The closure of coal and nuclear-fired plants would be responsible for this, the study said, and if this lost capacity is not replaced the country would lose capacity at plants that provided 41% of electricity generation in the UK last year.
The specialist information business estimates that in the next ten years coal generation could fall as low as 8GW and nuclear generation to 1.3GW due to the closure of ageing power plants – a far cry from the combined 37.5GW of current capacity. Tougher environmental laws and age are triggering the closure of these plants as operators find it increasingly difficult to meet strict emissions targets, while decommissioning looms for the majority of nuclear stations in the next 10 years.
Recent speculation that the UK government will announce a freeze on the carbon floor price – essentially a charge on emissions – could encourage some operators to continue running their coal plants. However, this alone will not solve the impending capacity crisis.
In the absence of significant build of electricity storage projects in the UK there must remain sufficient conventional capacity to provide power at times of system stress when levels of generation from renewable sources are low.
A significant upsurge in the number of conventional generating plants coming on stream will therefore be required in the next decade. EnAppSys said Britain will need between 10 and 20GW of new capacity to meet demand with the consensus favouring gas-fired generation to plug the gap.
Paul Verrill, a Director of EnAppSys, said: “Existing gas-fired plants could cover around half of the generation shortfall should combined coal and nuclear capacities fall as predicted. However, the remaining shortfall must be met by new power plants if Britain’s ageing coal plants continue to close. A carbon floor price freeze, if it happens, may slow the rate of coal plant closures but new capacity will still be required.

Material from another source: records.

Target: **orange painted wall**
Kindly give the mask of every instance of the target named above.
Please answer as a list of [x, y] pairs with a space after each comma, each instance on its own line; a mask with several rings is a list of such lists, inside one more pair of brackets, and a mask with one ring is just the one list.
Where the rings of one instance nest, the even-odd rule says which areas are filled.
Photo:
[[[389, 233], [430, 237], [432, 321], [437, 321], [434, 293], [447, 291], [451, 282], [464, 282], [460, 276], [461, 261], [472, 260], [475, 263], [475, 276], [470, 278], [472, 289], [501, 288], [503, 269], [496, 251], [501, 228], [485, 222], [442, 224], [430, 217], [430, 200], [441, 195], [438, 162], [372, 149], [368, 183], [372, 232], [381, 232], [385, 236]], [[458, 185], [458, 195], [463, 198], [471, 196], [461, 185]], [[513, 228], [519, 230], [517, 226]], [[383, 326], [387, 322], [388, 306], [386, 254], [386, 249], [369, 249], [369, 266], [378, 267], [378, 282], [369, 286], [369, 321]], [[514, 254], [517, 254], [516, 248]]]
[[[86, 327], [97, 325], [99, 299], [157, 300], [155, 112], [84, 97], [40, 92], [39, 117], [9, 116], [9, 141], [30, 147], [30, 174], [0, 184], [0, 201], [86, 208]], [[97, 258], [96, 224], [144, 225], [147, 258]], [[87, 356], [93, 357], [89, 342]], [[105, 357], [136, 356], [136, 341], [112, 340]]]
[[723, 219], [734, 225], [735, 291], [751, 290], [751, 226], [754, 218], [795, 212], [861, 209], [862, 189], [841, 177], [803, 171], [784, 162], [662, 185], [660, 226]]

“A potential solution is the combination of new gas-fired plants, the further growth of renewable generation, installation of electricity storage solutions and the building of new nuclear capacity. Coal-fired stations face an uncertain future as carbon capture equipped coal-fired stations are still not commercially proven, while European environmental and emissions standards will make it difficult to upgrade current coal plants into cleaner alternatives and, politically, new build coal is a sensitive area despite its strategic benefits.”

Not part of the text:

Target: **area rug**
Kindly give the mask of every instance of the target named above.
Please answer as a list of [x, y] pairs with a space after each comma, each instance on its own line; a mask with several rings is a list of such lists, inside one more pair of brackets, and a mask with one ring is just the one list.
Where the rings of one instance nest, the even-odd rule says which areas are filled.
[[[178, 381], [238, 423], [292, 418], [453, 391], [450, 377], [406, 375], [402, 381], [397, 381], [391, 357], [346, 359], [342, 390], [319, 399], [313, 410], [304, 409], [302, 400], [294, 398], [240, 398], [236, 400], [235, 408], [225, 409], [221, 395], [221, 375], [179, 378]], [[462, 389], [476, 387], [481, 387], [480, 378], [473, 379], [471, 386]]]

“Whilst there is a general consensus for the need for significant new build, the UK wholesale energy market and political uncertainty mean new build capacity projects are currently in short supply.”
Due to the Large Combustion Plant Directive, power stations in Europe have to meet certain sulphur and nitrous oxide emissions standards or agree to close by 2015 or after 20,000 hours of generation, whichever occurs soonest. A combination of this directive and the carbon floor price has already resulted in the loss of 9.6GW of generating capacity in 2012 and 2013, with a further loss of 3.9GW expected by 2015. *
By 2024 a second piece of legislation, the Industrial Emissions Directive (IED), will have further reduced the number of ageing coal-fired plants propping up the British electricity markets. Recent announcements by SSE, EDF AND RWE further indicate that capacity reduction due to the IED will start long before 2024.
In addition, the decommissioning of ageing nuclear plants will further reduce Britain’s power-generating capability. The country’s nuclear fleet will consist of just one power plant from 2024, Sizewell B, with that remaining station due to decommission in 2035. However, it is hoped that Hinkley Point C and Sizewell C will have come online by then, providing a combined 6.4GW of extra capacity, but this is far from certain.
All of this points to an increased need for new generation capacity and the climate to make this happen sooner rather than later.
*Note that the average generation in England, Wales and Scotland in 2013 totalled 37.8GW with peak generation of 56GW in the winter of 2012/13.